La amenaza no pocas veces se convierte en acción. En las primeras horas de la segunda semana de cuarentena general, las distintas fuerzas del Estado detuvieron a un hombre de 30 años en Alcantarilla, Murcia, que agredía a la mujer con la que convivía; rescataron a una joven en la calle, que había huido cuando su pareja la intentó ahorcar después de quitarle el móvil y golpearla en Valencia, y en Avilés también auxiliaron a una mujer que escapó después que le rompieran el pómulo, mientras cerca de allí otro hombre quebrantaba una orden de alejamiento.

«La violencia a la que nos somete este tipo es terrible», escribe otra a una superviviente que le sirve de apoyo. Los mensajes suelen ser cortos, como enviados a escondidas. Un secreto. «A ver si encuentro la manera de llamarte. Si puedo meterme en alguna parte que él no escuche». Transcurre el día, y la posibilidad de hablar con alguien y drenar un poco la presión y el terror se desinfla: «Ha cambiado de idea y no se ha ido», afirma una. Al cabo de varios minutos ratifica: «No vamos a poder hablar». Y una palabra: complicado. «Por aquí puedo comunicarme, pero hablar es imposible».

Dominio total

El maltratador es una presencia permanente. «Siempre está, no sale nunca». Intempestiva. «Cuando pienso que por fin tenemos un día tranquilo, entonces vuelve a pasar. Cuando menos me lo espero, él vuelve a lo mismo». E insistente. «Esto se pone peor, a pesar de que estoy encerrada en mi habitación. Pero es que él no para». «En el confinamiento forzoso se dan las condiciones ideales para que los hombres que se sienten los dueños y amos de la vida de las mujeres en reclusión ejerzan su dominio y control sobre sus cuerpos y movimientos», dice Ávalos. «Son tiempos de emergencia, solidaridad y afectos, pero también de terror y angustia para las mujeres víctimas de violencia machista».
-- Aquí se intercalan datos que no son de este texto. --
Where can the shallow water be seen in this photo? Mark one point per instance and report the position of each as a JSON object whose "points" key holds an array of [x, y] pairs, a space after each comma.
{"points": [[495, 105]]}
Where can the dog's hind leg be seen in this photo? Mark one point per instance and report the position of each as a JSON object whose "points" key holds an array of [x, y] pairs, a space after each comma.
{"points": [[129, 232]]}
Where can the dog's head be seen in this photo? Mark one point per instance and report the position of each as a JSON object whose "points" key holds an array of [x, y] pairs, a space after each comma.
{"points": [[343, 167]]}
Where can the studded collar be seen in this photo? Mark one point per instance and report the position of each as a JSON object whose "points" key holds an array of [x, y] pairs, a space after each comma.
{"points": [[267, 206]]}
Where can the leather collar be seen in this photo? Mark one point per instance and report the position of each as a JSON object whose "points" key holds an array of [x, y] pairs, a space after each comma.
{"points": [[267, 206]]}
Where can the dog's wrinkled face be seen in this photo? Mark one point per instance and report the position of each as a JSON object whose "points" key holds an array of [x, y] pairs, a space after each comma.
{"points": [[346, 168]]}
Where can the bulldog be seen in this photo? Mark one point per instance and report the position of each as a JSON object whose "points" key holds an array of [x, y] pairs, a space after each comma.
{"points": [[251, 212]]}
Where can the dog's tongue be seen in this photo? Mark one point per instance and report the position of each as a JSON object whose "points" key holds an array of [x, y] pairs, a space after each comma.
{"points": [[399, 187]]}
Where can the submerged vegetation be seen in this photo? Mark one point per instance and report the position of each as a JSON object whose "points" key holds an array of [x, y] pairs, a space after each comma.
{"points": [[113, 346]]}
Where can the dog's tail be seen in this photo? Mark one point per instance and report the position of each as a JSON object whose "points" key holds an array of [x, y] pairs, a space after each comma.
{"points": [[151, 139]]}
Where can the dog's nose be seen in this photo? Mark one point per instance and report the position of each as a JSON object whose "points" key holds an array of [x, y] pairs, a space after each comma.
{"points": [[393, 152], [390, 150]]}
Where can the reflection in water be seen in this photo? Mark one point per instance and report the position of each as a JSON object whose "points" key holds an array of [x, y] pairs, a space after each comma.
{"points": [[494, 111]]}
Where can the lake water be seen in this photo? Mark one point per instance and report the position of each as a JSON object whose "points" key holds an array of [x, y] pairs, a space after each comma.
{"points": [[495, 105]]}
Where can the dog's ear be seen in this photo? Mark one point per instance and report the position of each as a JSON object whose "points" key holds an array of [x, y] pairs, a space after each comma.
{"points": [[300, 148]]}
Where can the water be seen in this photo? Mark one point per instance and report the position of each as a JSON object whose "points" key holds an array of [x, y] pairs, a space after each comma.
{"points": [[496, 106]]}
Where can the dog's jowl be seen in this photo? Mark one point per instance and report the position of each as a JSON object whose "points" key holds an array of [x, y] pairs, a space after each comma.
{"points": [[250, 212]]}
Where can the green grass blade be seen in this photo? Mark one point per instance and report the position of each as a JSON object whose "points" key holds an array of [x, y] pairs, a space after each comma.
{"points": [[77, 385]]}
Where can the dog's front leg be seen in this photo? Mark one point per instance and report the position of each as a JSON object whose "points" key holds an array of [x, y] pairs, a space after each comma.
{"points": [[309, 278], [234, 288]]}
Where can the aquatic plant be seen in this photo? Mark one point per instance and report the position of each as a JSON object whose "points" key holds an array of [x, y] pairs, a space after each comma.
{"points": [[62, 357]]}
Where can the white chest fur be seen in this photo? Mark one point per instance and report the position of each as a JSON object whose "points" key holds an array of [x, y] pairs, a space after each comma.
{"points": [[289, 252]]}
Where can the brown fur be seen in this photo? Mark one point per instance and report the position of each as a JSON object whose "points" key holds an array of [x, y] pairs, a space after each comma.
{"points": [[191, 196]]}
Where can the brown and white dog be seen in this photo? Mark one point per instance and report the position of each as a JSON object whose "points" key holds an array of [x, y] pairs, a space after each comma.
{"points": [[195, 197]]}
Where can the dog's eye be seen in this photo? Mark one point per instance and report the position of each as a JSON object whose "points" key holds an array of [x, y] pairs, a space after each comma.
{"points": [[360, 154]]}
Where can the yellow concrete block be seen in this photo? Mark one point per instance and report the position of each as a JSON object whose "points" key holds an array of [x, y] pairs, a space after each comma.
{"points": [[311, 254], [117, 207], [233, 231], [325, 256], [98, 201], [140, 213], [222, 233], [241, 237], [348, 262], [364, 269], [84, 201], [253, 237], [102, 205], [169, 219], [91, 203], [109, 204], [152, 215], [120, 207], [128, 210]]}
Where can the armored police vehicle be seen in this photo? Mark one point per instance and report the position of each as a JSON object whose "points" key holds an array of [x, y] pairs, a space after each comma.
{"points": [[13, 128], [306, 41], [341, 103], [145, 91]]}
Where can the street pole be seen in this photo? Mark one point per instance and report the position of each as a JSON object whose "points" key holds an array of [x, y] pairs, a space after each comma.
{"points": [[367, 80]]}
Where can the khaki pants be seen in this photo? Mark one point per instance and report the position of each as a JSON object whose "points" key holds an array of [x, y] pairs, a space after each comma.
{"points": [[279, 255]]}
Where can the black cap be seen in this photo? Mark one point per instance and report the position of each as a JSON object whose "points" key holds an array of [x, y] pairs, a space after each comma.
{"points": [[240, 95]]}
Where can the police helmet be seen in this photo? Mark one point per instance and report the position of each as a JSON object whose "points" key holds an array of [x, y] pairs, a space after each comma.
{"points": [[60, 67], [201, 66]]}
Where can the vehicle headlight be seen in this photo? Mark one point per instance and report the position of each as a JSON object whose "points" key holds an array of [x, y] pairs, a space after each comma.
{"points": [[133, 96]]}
Las denuncias continúan: «Se encierra con los niños y no me deja entrar» o «raciona lo que como». «Hay imposiciones sexuales también», asegura una persona que trabaja en una asociación de supervivientes y cuyo nombre se mantiene en reserva por seguridad. «Ellas evitan los conflictos, actúan con más sumisión. Sobre todo cuando están los hijos. Y ahora los hijos no salen al colegio, ni a sus actividades, ni con sus amigos. Están siempre allí».

Dos generaciones

En ocasiones el maltrato se extiende como una mancha de aceite en el suelo de la casa. El hombre pasa de la madre a la hija, que sin embargo goza de algo más de libertad de movimientos que su progenitora. Entonces, esa chica contacta con su red de apoyo, por mensajes de voz o escritos. Pide ayuda, la situación se escapa de las manos. «De buenas a primeras paga las cosas conmigo». Entre líneas se lee el correteo de un gato al ratón. «Intenta buscar espacios solos, entra a tu cuarto». Otra palabra que se repite: fortaleza. Cuando madre e hija intentan hablar, el padre «grita», exige que se callen, que se vaya una de ellas «a otra parte».

Por medio de estos mensajes cifrados, algunas anuncian una determinación, que dura al menos en ese instante. «Me voy en cuanto pueda». Otras lo descartan. «Necesito medicación, tengo mis necesidades, mi salud se debilita y tendría que buscar trabajo. No queda otra que seguir con él. Pensar en otra cosa y tener para comprar los medicamentos».